Law of total probability in multivariable setting

42 Views Asked by At

I am basically just trying to sanity check some calculations and get some clarification. Below I have coded up an example in R to give empirical support for the calcs. The example necessitates some understanding of the logit transformation and softmax.

Assume the following encodes the joint distribution for some binary outcome $Y$ and its distribution conditional on sex, smoking and vegetarianism.

library(data.table)
set.seed(1)
d_tru <- CJ(sex = 0:1, smk = 0:1, veg = 0:1)
g <- function(sex, smk, veg){
    -1 + 2 * sex - 1 * smk + 3 * veg +
    -1 * sex * smk - 3 * sex * veg + 1 * smk * veg +
    0.5 * sex * smk * veg
}
# probability of group membership
q <- rnorm(nrow(d_tru))
d_tru[, p_grp := exp(q)/sum(exp(q))]
# probability of outcome
d_tru[, p_y := plogis(g(sex,smk,veg))]
d_tru

   sex smk veg      p_grp       p_y
1:   0   0   0 0.04225019 0.2689414
2:   0   0   1 0.09498377 0.8807971
3:   0   1   0 0.03427561 0.1192029
4:   0   1   1 0.38968687 0.8807971
5:   1   0   0 0.10989996 0.7310586
6:   1   0   1 0.03479920 0.7310586
7:   1   1   0 0.12870098 0.2689414
8:   1   1   1 0.16540341 0.6224593

The variables p_grp and p_y characterise the probability of group membership, i.e. $Pr(sex,smk,veg)$ and $Pr(y,sex,smk,veg)$ respectively.
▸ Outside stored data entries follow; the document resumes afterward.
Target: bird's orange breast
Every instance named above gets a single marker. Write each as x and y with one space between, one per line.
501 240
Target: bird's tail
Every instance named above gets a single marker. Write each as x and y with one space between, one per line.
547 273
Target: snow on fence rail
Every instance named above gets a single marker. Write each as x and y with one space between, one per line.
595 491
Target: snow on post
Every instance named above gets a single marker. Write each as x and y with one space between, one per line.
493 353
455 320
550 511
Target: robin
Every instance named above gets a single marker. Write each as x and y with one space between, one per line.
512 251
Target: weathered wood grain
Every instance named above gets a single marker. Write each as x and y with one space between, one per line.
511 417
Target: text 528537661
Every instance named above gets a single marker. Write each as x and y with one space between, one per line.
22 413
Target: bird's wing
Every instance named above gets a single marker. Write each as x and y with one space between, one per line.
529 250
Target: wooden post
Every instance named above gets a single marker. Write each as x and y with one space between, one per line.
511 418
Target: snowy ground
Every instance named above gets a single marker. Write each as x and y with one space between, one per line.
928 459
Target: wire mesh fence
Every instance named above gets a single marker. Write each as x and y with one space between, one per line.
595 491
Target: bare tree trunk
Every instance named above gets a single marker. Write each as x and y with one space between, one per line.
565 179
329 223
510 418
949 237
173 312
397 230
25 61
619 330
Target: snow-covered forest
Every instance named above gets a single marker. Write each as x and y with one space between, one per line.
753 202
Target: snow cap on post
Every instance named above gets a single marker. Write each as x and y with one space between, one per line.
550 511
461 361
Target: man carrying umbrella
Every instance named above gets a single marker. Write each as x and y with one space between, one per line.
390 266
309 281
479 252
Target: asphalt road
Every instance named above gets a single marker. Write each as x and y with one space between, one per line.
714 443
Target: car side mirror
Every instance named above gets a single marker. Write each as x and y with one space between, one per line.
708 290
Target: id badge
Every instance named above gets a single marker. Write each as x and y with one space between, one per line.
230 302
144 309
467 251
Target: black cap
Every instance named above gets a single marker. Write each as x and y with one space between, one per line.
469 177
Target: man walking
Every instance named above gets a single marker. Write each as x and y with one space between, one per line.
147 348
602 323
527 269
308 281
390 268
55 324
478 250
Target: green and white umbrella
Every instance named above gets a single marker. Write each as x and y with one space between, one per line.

Say we are interested in $\mathbb{E}[y | sex]$. One way to get to this is via the law of total probability.

$$ \begin{aligned} Pr(y | sex = s) &= Pr(y | sex = s, smk = 0, veg = 0) Pr(smk = 0, veg = 0|sex = s) + \\ & \quad Pr(y | sex = s, smk = 0, veg = 1) Pr(smk = 0, veg = 1|sex = s) + \\ & \quad Pr(y | sex = s, smk = 1, veg = 0) Pr(smk = 1, veg = 0|sex = s) + \\ & \quad Pr(y | sex = s, smk = 1, veg = 1) Pr(smk = 1, veg = 1|sex = s) \end{aligned} $$

Operationalised, based on the known distributions, we get:

c("Pr(Y | sex = 0)" = 
    sum(d_tru[sex == 0, p_y] * d_tru[sex == 0, p_grp / sum(p_grp)] ), 
"Pr(Y | sex = 1)" = 
    sum(d_tru[sex == 1, p_y] * d_tru[sex == 1, p_grp / sum(p_grp)] ))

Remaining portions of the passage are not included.